Started in 1983 by Officer Larry Wieda, Boulder City Police, the Scholastic Crime Stoppers program first proved its success with the Fairview High School in Boulder, Colorado.  Since then, the program had grown not only across the United States and Canada, but also England and Guam.  Scholastic Crime Stoppers was introduced in Cumberland County Schools at Reid Ross Junior High School in the 1993-94 school year.

Scholastic Crime Stoppers encourages students to provide tips to the administration and faculty.  Those who provide tips remain anonymous and are eligible to receive a cash reward ranging from $5 - $100 if the tip helps solve a crime.  Statistics show that only about 6% of the students ever collect rewards issued to them, while outside crime prevention programs report that 25% to 50% of people issued rewards collect them.  These statistics reveal that the motivating factor for the students is rarely the money.  The Scholastic Crime Stoppers program promotes school spirit, pride, and responsibility and allows students to take action against victimization and crime.

The success or failure of the program often depends directly upon the support of the school administration.  The more encouragement and power the administration gives the students, the more successful the program is likely to be.

The program is student-operated.  A Board of Directors composed of students is appointed to market and advertise the program, raise funds, review information about crimes and determine the reward amounts.  The members of the board never know who the victims, witnesses or suspects are.  These identities are protected by and administrative liason who is affiliated with the program.

The Scholastic Crime Stoppers program is unique in that each school is encouraged to tailor the program to its specific needs.   Logos, mottos, flyers, fund raisers and other aspects of the program may be structured to fit each institution.  The students are challenged to be creative in developing the program.  Some schools have implemented Crime Stoppers hotlines, billboards, contests, Crime Stopper days, and parades to disseminate their message that crime will no longer be tolerated.  The only limits to the success of the program are those placed on it by the students and administrators.
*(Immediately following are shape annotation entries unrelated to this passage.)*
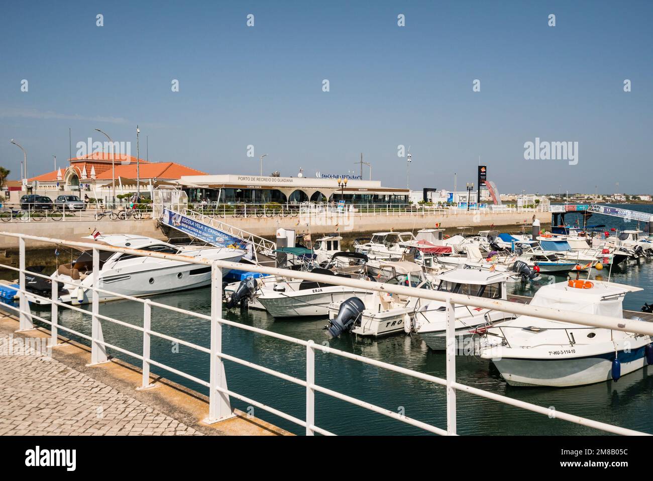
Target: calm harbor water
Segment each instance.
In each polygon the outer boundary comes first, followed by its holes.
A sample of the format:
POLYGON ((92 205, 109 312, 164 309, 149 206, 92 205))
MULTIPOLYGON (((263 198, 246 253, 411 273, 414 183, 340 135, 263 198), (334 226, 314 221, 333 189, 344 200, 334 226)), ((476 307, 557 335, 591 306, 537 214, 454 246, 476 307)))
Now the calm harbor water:
MULTIPOLYGON (((631 206, 633 210, 653 211, 652 206, 631 206)), ((569 219, 568 219, 569 220, 569 219)), ((594 216, 590 224, 605 224, 620 229, 636 228, 636 224, 624 224, 615 218, 594 216)), ((593 271, 591 278, 607 280, 608 271, 593 271)), ((564 281, 565 276, 557 280, 564 281)), ((645 301, 653 301, 650 286, 653 282, 653 261, 613 268, 611 280, 644 288, 629 294, 624 308, 639 310, 645 301)), ((532 284, 515 284, 511 293, 532 295, 548 279, 532 284)), ((208 289, 180 292, 151 298, 159 303, 197 312, 210 311, 208 289)), ((90 307, 88 307, 90 311, 90 307)), ((40 312, 49 318, 49 308, 40 312)), ((142 305, 127 301, 101 305, 100 312, 141 325, 142 305)), ((255 326, 280 334, 316 342, 327 342, 323 329, 325 319, 292 318, 275 320, 266 312, 249 310, 225 312, 227 319, 255 326)), ((60 322, 80 332, 90 334, 90 316, 71 310, 61 312, 60 322)), ((152 329, 208 347, 209 324, 207 321, 155 308, 152 311, 152 329)), ((142 337, 137 331, 103 322, 104 340, 136 353, 140 353, 142 337)), ((225 352, 246 360, 304 378, 306 353, 304 348, 285 341, 254 334, 233 327, 223 329, 225 352)), ((65 333, 62 334, 66 335, 65 333)), ((435 376, 445 376, 443 353, 430 351, 416 336, 402 335, 378 340, 357 339, 352 335, 328 340, 330 345, 357 354, 385 361, 435 376)), ((116 357, 138 364, 121 353, 109 351, 116 357)), ((152 337, 152 359, 179 369, 193 376, 208 380, 208 356, 189 348, 173 346, 171 343, 152 337)), ((446 427, 445 389, 424 381, 390 373, 375 367, 332 355, 316 354, 315 380, 318 384, 338 390, 364 401, 421 421, 446 427)), ((534 403, 556 410, 586 416, 630 429, 653 433, 653 369, 645 368, 624 376, 618 382, 607 382, 588 386, 565 389, 511 387, 500 378, 492 365, 473 357, 456 358, 456 380, 465 384, 534 403)), ((225 369, 229 388, 240 394, 303 419, 305 416, 305 390, 268 374, 227 361, 225 369)), ((202 386, 161 369, 159 374, 206 393, 202 386)), ((232 399, 232 405, 247 410, 246 404, 232 399)), ((461 435, 581 435, 599 434, 584 427, 546 416, 507 406, 464 393, 457 394, 458 432, 461 435)), ((260 409, 254 414, 298 434, 301 428, 260 409)), ((424 432, 398 421, 371 412, 320 393, 316 394, 316 424, 340 435, 424 434, 424 432)))

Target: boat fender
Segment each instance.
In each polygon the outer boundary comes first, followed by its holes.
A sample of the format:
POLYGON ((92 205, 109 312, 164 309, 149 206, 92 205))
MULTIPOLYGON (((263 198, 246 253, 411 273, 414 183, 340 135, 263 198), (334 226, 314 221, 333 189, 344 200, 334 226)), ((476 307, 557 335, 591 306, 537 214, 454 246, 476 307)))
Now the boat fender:
POLYGON ((338 311, 338 316, 329 320, 327 325, 328 335, 331 337, 338 337, 345 331, 350 329, 354 323, 360 318, 365 310, 365 304, 358 297, 349 297, 343 301, 338 311))
MULTIPOLYGON (((404 314, 404 332, 410 334, 413 332, 413 320, 410 318, 408 314, 404 314)), ((650 346, 650 344, 648 344, 650 346)), ((651 350, 653 351, 653 349, 651 350)))
POLYGON ((619 380, 619 378, 621 377, 621 363, 619 362, 619 359, 615 357, 613 360, 612 366, 612 376, 613 380, 616 382, 619 380))
POLYGON ((653 344, 647 344, 644 348, 644 354, 646 357, 646 363, 653 364, 653 344))

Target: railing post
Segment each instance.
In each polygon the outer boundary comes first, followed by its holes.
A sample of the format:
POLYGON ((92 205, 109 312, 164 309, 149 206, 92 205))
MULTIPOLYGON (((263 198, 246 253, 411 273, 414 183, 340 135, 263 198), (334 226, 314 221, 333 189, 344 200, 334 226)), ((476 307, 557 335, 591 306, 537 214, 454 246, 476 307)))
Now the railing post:
POLYGON ((29 303, 25 295, 27 286, 25 282, 25 239, 22 237, 18 237, 18 269, 20 269, 18 273, 18 308, 20 309, 18 330, 29 331, 34 329, 34 323, 32 322, 32 316, 28 312, 29 303))
POLYGON ((315 424, 315 350, 313 341, 306 344, 306 435, 314 436, 315 424))
POLYGON ((447 299, 447 434, 456 434, 456 309, 447 299))
POLYGON ((100 287, 100 251, 97 248, 93 250, 93 298, 91 324, 91 363, 93 366, 108 361, 106 348, 100 342, 104 342, 102 335, 102 324, 97 314, 100 312, 100 294, 97 290, 100 287))
POLYGON ((209 374, 208 417, 204 422, 213 424, 235 416, 231 410, 229 395, 219 392, 226 390, 227 376, 222 354, 222 268, 214 261, 211 265, 211 359, 209 374))
POLYGON ((54 279, 52 279, 52 291, 50 296, 50 301, 52 302, 52 304, 50 305, 50 320, 52 323, 50 326, 51 336, 50 345, 52 347, 56 346, 59 340, 57 339, 57 336, 59 335, 59 329, 57 329, 57 326, 59 325, 59 306, 57 305, 56 303, 58 300, 59 282, 54 279))
POLYGON ((143 304, 143 381, 136 390, 155 387, 150 383, 150 333, 151 330, 152 305, 148 299, 143 304))

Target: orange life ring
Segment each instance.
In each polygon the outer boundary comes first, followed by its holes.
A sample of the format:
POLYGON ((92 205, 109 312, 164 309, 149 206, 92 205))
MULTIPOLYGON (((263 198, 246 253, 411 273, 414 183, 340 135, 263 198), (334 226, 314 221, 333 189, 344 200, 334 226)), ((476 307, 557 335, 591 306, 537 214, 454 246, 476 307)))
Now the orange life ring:
POLYGON ((582 279, 569 279, 567 281, 567 285, 570 288, 576 289, 592 289, 594 287, 594 283, 589 280, 582 279))

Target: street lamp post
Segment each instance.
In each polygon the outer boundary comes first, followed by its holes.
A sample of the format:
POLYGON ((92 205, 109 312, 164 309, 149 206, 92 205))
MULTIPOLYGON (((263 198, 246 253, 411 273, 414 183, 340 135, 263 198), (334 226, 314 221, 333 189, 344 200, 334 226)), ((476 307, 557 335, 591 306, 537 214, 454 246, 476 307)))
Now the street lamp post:
POLYGON ((103 132, 99 129, 95 129, 95 130, 101 134, 104 134, 109 139, 109 142, 111 142, 111 207, 113 208, 116 205, 116 154, 114 152, 115 145, 113 140, 106 133, 103 132))
POLYGON ((474 190, 474 183, 467 183, 467 210, 470 210, 470 201, 471 197, 471 191, 474 190))
POLYGON ((268 154, 264 154, 260 158, 261 158, 261 171, 260 171, 259 175, 260 175, 261 177, 263 176, 263 158, 265 157, 266 155, 268 155, 268 154))
POLYGON ((140 200, 140 165, 138 163, 140 156, 138 155, 138 134, 140 129, 136 126, 136 202, 140 200))
POLYGON ((20 144, 15 142, 13 139, 9 141, 9 142, 13 144, 14 145, 16 146, 17 147, 20 148, 20 150, 23 151, 24 161, 20 164, 20 176, 21 176, 20 181, 22 182, 24 178, 29 178, 29 176, 27 175, 27 153, 25 152, 25 149, 23 148, 23 146, 20 144), (24 164, 25 165, 24 167, 23 167, 24 164))
POLYGON ((347 177, 338 179, 338 186, 340 188, 340 198, 345 200, 345 188, 347 187, 347 177))

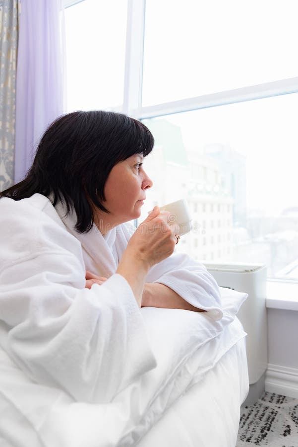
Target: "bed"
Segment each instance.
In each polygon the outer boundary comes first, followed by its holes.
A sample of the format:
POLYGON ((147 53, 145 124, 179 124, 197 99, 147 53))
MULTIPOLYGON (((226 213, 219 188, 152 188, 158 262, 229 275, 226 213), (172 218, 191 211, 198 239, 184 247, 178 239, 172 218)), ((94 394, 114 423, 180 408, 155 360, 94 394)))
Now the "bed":
POLYGON ((246 334, 236 315, 247 295, 220 289, 220 320, 141 309, 157 366, 107 403, 75 402, 33 382, 1 349, 1 447, 235 447, 249 387, 246 334))

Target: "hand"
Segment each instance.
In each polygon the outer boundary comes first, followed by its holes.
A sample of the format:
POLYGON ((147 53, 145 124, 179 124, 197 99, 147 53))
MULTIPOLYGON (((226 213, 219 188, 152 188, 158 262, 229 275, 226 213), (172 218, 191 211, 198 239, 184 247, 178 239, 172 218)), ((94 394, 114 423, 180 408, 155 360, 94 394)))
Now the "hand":
POLYGON ((148 268, 170 256, 177 242, 175 234, 179 229, 177 224, 169 224, 170 215, 155 207, 130 238, 125 254, 143 261, 148 268))
POLYGON ((95 275, 88 270, 86 271, 85 278, 86 280, 85 289, 91 289, 93 284, 99 284, 101 286, 108 279, 104 276, 98 276, 97 275, 95 275))

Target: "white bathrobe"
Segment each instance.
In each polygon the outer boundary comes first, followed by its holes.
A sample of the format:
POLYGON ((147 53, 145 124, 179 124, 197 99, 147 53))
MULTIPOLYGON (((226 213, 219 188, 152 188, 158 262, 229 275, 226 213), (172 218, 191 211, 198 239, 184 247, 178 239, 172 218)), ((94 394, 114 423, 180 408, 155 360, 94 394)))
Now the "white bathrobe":
MULTIPOLYGON (((116 274, 133 227, 103 236, 73 229, 61 204, 35 194, 0 199, 0 343, 36 382, 61 388, 77 401, 106 403, 155 368, 142 309, 116 274), (85 289, 85 270, 106 276, 85 289)), ((147 282, 175 290, 211 318, 223 315, 216 283, 201 264, 173 254, 147 282)))

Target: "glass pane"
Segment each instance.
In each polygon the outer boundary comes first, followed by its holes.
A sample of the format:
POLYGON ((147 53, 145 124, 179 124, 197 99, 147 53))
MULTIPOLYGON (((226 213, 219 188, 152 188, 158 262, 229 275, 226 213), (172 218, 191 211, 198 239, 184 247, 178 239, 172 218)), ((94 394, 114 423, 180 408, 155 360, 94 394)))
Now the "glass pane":
POLYGON ((67 111, 123 103, 127 0, 85 0, 65 10, 67 111))
POLYGON ((185 198, 193 228, 178 251, 298 280, 298 109, 294 93, 143 120, 156 143, 140 222, 185 198))
POLYGON ((143 106, 293 77, 297 0, 146 0, 143 106))

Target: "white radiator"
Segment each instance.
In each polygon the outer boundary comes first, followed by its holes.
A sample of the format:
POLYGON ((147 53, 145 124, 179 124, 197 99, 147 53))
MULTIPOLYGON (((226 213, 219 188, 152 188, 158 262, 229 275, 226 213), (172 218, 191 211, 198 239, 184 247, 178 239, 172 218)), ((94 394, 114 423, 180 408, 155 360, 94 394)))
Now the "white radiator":
POLYGON ((247 333, 246 353, 249 383, 255 383, 264 373, 268 364, 266 266, 206 264, 204 261, 203 263, 219 286, 248 294, 237 316, 247 333))

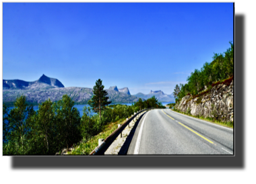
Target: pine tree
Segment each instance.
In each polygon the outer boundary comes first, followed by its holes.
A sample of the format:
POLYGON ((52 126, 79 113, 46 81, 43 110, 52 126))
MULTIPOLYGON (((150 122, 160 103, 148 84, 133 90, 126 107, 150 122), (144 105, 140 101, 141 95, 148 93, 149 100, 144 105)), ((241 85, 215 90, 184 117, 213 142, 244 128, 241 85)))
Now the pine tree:
POLYGON ((88 101, 90 106, 92 107, 94 112, 100 113, 100 120, 101 118, 101 111, 106 108, 106 106, 111 103, 108 101, 108 97, 106 96, 108 93, 103 90, 104 86, 102 85, 102 81, 100 79, 96 81, 96 85, 94 87, 94 96, 88 101))

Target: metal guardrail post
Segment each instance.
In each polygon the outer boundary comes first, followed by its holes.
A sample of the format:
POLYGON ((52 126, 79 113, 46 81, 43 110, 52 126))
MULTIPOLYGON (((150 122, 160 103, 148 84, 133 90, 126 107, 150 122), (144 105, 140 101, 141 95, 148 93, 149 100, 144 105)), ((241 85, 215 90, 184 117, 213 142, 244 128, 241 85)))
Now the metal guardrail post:
POLYGON ((119 128, 115 130, 110 136, 108 136, 105 140, 104 140, 101 144, 98 146, 90 154, 104 154, 104 152, 108 148, 111 144, 114 142, 117 136, 122 133, 122 131, 125 128, 125 127, 133 120, 135 120, 135 118, 139 113, 141 113, 143 111, 146 111, 143 109, 137 112, 136 114, 134 114, 128 120, 123 123, 122 125, 119 126, 119 128))

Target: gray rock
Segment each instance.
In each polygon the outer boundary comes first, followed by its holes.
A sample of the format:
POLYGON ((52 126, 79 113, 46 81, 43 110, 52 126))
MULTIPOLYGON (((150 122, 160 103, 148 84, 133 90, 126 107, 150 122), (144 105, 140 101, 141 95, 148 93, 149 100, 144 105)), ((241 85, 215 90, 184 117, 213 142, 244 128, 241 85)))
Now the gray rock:
POLYGON ((193 116, 203 116, 205 118, 215 116, 223 122, 233 121, 233 95, 230 93, 230 89, 233 89, 233 87, 230 87, 232 84, 233 81, 230 86, 222 84, 216 85, 209 93, 195 99, 187 95, 175 105, 175 108, 183 112, 187 112, 190 109, 190 113, 193 116), (201 101, 197 103, 197 99, 200 98, 201 101))

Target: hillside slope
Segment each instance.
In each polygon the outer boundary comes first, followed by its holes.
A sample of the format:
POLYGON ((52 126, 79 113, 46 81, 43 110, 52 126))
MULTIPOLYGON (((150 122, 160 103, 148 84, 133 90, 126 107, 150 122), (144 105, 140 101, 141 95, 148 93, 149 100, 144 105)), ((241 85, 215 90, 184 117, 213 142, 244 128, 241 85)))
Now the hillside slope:
POLYGON ((175 108, 193 116, 233 122, 233 79, 228 79, 195 97, 185 96, 175 108))

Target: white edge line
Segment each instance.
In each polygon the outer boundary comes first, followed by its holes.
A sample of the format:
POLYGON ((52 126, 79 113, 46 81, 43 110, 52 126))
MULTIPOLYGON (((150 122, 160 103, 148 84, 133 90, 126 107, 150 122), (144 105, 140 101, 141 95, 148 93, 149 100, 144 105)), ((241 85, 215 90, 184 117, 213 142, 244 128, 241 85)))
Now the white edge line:
POLYGON ((173 112, 173 113, 177 113, 177 114, 181 114, 181 115, 186 116, 187 117, 193 119, 193 120, 199 120, 199 121, 201 121, 201 122, 205 122, 205 123, 210 124, 211 124, 211 125, 214 125, 214 126, 219 126, 219 127, 221 127, 221 128, 224 128, 228 129, 228 130, 229 130, 234 131, 233 129, 230 128, 227 128, 227 127, 222 126, 220 126, 220 125, 218 125, 218 124, 214 124, 214 123, 208 122, 204 121, 204 120, 200 120, 200 119, 195 118, 194 117, 191 117, 191 116, 187 116, 187 115, 186 115, 186 114, 183 114, 183 113, 181 113, 176 112, 176 111, 172 111, 172 110, 171 110, 171 111, 173 112))
POLYGON ((226 150, 224 149, 223 148, 222 148, 222 149, 224 150, 225 150, 225 151, 226 151, 227 152, 229 152, 230 154, 233 154, 232 152, 230 152, 229 151, 227 151, 226 150))
POLYGON ((144 118, 144 120, 143 120, 143 122, 142 122, 141 126, 140 127, 139 132, 139 135, 138 135, 138 137, 137 138, 135 148, 134 148, 134 153, 133 153, 134 154, 139 154, 139 145, 140 145, 140 140, 141 140, 141 134, 142 134, 142 128, 143 128, 143 126, 144 125, 144 122, 145 122, 146 117, 147 116, 147 115, 148 114, 148 113, 149 112, 148 112, 147 114, 146 115, 146 116, 144 118))

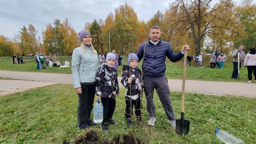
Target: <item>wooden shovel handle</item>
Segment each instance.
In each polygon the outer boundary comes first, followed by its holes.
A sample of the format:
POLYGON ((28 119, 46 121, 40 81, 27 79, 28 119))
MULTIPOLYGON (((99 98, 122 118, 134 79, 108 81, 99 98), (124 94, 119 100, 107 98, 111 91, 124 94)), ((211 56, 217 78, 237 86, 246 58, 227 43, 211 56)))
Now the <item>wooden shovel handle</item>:
POLYGON ((185 49, 183 65, 183 79, 182 79, 182 98, 181 99, 181 112, 184 113, 185 105, 185 83, 186 82, 186 73, 187 68, 187 55, 188 50, 185 49))

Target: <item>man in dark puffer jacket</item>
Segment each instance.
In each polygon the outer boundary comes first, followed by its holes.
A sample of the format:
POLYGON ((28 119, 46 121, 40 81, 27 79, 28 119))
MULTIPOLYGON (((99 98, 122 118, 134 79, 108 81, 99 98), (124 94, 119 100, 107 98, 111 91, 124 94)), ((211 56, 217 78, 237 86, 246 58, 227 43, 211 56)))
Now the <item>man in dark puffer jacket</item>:
POLYGON ((164 109, 167 115, 168 122, 175 129, 175 117, 174 114, 167 79, 165 77, 166 57, 173 62, 177 62, 184 57, 185 49, 189 50, 186 44, 182 50, 175 54, 170 44, 162 41, 160 27, 154 26, 150 28, 149 39, 140 45, 137 52, 139 61, 144 58, 142 70, 144 71, 143 83, 146 98, 146 107, 150 118, 148 124, 154 126, 156 121, 155 109, 153 101, 154 89, 158 95, 164 109), (145 54, 144 54, 145 52, 145 54))

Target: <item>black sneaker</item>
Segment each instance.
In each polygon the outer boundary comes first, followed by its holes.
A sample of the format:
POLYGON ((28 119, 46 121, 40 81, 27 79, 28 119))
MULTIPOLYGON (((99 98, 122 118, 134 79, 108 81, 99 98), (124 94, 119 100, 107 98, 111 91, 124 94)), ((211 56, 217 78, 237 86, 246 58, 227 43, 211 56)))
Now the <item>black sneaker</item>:
POLYGON ((127 118, 127 126, 129 128, 130 128, 133 126, 132 122, 130 119, 127 118))
POLYGON ((108 119, 108 122, 110 124, 112 124, 112 125, 115 125, 116 124, 116 122, 114 121, 112 119, 112 118, 111 119, 108 119))
POLYGON ((143 125, 144 124, 143 122, 142 122, 141 117, 140 116, 137 117, 137 121, 139 125, 143 125))
POLYGON ((100 127, 104 132, 107 132, 108 131, 108 128, 107 126, 107 123, 101 123, 100 127))

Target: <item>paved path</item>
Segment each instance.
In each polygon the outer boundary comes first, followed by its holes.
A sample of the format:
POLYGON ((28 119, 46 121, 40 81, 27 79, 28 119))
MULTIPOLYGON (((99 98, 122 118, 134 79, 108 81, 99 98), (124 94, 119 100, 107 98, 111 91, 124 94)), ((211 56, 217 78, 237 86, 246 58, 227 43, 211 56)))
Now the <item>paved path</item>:
MULTIPOLYGON (((0 70, 0 78, 73 84, 71 74, 0 70)), ((121 78, 118 78, 120 81, 121 78)), ((171 91, 181 91, 182 80, 168 79, 171 91)), ((121 84, 121 83, 120 83, 121 84)), ((119 85, 122 86, 122 84, 119 85)), ((3 86, 0 84, 0 87, 3 86)), ((207 95, 256 97, 256 83, 186 80, 185 91, 207 95)))
POLYGON ((55 84, 55 82, 20 80, 0 80, 0 96, 28 89, 55 84))

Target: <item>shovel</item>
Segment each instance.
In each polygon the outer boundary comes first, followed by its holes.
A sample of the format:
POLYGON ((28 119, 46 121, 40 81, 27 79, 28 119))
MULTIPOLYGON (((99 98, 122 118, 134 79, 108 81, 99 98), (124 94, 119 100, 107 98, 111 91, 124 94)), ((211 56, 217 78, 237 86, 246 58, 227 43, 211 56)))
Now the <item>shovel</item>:
POLYGON ((239 61, 240 60, 240 59, 239 59, 239 52, 238 52, 238 80, 240 80, 240 75, 239 74, 239 73, 240 73, 240 63, 239 61))
MULTIPOLYGON (((187 57, 187 50, 185 50, 184 58, 187 57)), ((181 116, 180 119, 175 119, 176 122, 176 133, 178 134, 187 135, 189 132, 190 124, 190 120, 184 119, 184 105, 185 103, 185 82, 186 81, 186 60, 184 58, 184 65, 183 65, 183 79, 182 80, 182 98, 181 102, 181 116)))

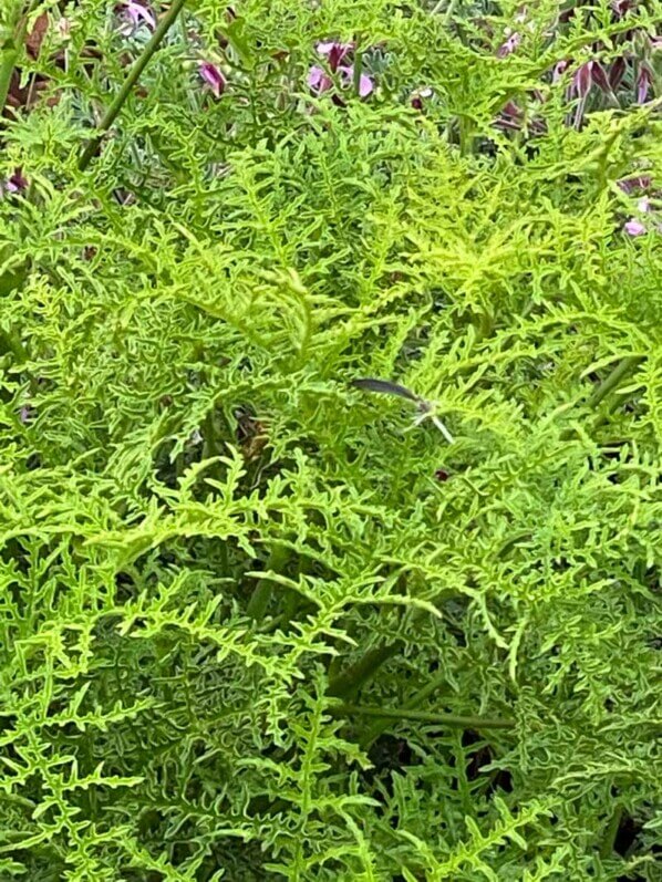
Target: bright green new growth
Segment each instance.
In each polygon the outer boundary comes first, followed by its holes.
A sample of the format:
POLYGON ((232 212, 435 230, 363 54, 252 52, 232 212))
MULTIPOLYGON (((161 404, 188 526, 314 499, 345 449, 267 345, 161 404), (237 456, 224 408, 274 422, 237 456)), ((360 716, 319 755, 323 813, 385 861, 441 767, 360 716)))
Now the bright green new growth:
POLYGON ((148 33, 85 0, 21 62, 1 880, 660 878, 659 105, 568 125, 607 2, 503 59, 433 6, 186 4, 84 172, 148 33), (369 98, 310 94, 329 39, 369 98))

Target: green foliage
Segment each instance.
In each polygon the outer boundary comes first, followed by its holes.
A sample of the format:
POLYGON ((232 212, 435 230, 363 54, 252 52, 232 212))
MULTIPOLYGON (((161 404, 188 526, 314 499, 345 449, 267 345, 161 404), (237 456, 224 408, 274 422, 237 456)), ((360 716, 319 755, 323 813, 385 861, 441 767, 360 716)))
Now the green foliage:
POLYGON ((32 9, 0 879, 660 879, 662 92, 568 87, 662 7, 576 6, 192 2, 86 172, 149 32, 32 9))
1)  To provide a safe place where all students will feel free to provide information about crimes committed on school property.

2)  To create the awareness that students have a responsibility to report all criminal acts by others to the proper authorities.

3)  To reduce criminal acts and victimization on or near school property.  This should include, but not be limited to, illegal use and sale of drugs and alcohol, vandalism to school property, theft, burglaries, assaults or any other crime.


1)  To make the student body aware of the importance of reducing alcohol and drug use and/or sales on school property.

2)  To reduce the number of crimes committed on school property.

3)  To reduce the amount of vandalism of school and personal property.

4)  To maintain a good working relationship with local law enforcement officials.

5)  To involve parents when a crime is committed by their child on school property.

6)  To provide an opportunity for all students to report a crime without fear of retribution.

7)  To make the school a safe and rewarding place for all students to learn.

8)  To develop a sense of trust and dignity for faculty and students.